Royal Cambodian Armed Forces Deputy Commander-in-chief Sao Sokha said on Monday that security and social order last year was calm and that felony and misdemeanour crimes were down on 2017. However, strikes and protests increased.
At the 2018 annual review and dissemination of action plans for 2019, Sokha – who is also National Military Police Commander – said that although the global situation was complex due to terrorism, armed conflicts, trade conflicts and cross-border crime, domestically Cambodia was still able to maintain security and social order.
He said felony and misdemeanours had decreased in the Kingdom compared to 2017, but protests – especially strikes and workers’ rallies – and traffic accidents were up. For instance, 11 soldiers and Military Police officers were killed on the roads last year.
“Also last year, 3,771 crimes were reported compared to 2017’s 4,617. He said of the 3,771 crimes, the authorities solved 2,549 cases, while 2,727 were solved in 2017,” Sokha said.
He said that 3,785 people were sent to court in 2018 when there were 1,686 felonies, 283 cases of aggravated stealing, murder (248), rape (188), human trafficking (12), blackmail (16), drug trafficking (934), as well as five cases of people being detained illegally.
Sokha said the National Military Police had prepared forces in four locations around Phnom Penh to prevent and intervene in a timely manner in any rally, protest, strike, demonstration or violent gathering that could affect national security.

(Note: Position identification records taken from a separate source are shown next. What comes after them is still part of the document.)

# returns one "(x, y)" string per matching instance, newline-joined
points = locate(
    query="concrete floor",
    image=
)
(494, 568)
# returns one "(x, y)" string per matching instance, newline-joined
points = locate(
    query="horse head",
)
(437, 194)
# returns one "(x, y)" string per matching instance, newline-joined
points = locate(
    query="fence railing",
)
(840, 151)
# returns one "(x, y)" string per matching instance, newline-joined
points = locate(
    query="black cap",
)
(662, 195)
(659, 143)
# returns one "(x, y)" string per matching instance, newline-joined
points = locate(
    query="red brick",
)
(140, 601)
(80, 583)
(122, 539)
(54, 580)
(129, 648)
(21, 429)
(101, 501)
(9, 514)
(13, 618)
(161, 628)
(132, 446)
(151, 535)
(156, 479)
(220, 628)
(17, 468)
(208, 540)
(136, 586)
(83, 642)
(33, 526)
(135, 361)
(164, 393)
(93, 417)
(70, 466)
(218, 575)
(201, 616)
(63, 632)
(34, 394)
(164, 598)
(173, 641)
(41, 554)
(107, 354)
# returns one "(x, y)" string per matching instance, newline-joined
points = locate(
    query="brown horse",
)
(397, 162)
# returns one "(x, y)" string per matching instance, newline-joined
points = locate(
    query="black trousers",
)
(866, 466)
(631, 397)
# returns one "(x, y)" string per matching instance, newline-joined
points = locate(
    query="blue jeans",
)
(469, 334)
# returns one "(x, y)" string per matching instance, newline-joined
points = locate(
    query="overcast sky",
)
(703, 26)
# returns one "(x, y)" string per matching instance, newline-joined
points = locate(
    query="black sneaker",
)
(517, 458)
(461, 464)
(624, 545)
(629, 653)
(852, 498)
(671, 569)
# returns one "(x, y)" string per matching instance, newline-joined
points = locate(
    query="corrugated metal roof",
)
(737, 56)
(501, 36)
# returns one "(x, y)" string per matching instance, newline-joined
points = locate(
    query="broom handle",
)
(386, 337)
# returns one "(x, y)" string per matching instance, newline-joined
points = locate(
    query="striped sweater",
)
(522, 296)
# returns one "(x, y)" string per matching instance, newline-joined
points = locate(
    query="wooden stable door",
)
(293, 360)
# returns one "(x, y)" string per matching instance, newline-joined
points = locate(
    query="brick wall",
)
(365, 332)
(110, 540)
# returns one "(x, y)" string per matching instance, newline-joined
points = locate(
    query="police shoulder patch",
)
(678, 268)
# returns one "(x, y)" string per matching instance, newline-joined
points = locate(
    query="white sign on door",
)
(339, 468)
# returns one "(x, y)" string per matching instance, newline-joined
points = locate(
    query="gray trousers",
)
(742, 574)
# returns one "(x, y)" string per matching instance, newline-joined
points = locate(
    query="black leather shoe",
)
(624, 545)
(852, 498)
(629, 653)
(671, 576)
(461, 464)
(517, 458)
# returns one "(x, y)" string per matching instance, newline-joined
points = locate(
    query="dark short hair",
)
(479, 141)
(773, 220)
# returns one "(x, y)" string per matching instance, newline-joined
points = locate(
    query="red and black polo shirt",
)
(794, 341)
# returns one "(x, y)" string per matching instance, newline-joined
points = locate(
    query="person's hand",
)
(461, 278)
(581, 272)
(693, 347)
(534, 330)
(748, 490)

He said the National Military Police had cooperated with all other authorities to carry out its duties as assigned by the government to protect peace and political stability.
Meanwhile, Minister of National Defence Tea Banh said at the 2018 annual review and dissemination of action plans for 2019 on Monday that the Military Police is a core force in protecting security and public order throughout the Kingdom.
“Our core duties are to maintain public order as well as to strengthen our peace,” he said.
Soeung Sen Karuna, a spokesman for human rights organisation Adhoc, claimed security and social order had not improved as crime continued to increase, while the freedom to gather was still limited.
“Security was not better because people continue to worry as robberies while travelling [are still rife]. We don’t know how they measured that crimes have decreased. We cannot accept it when these issues [crimes] are still common,” he said.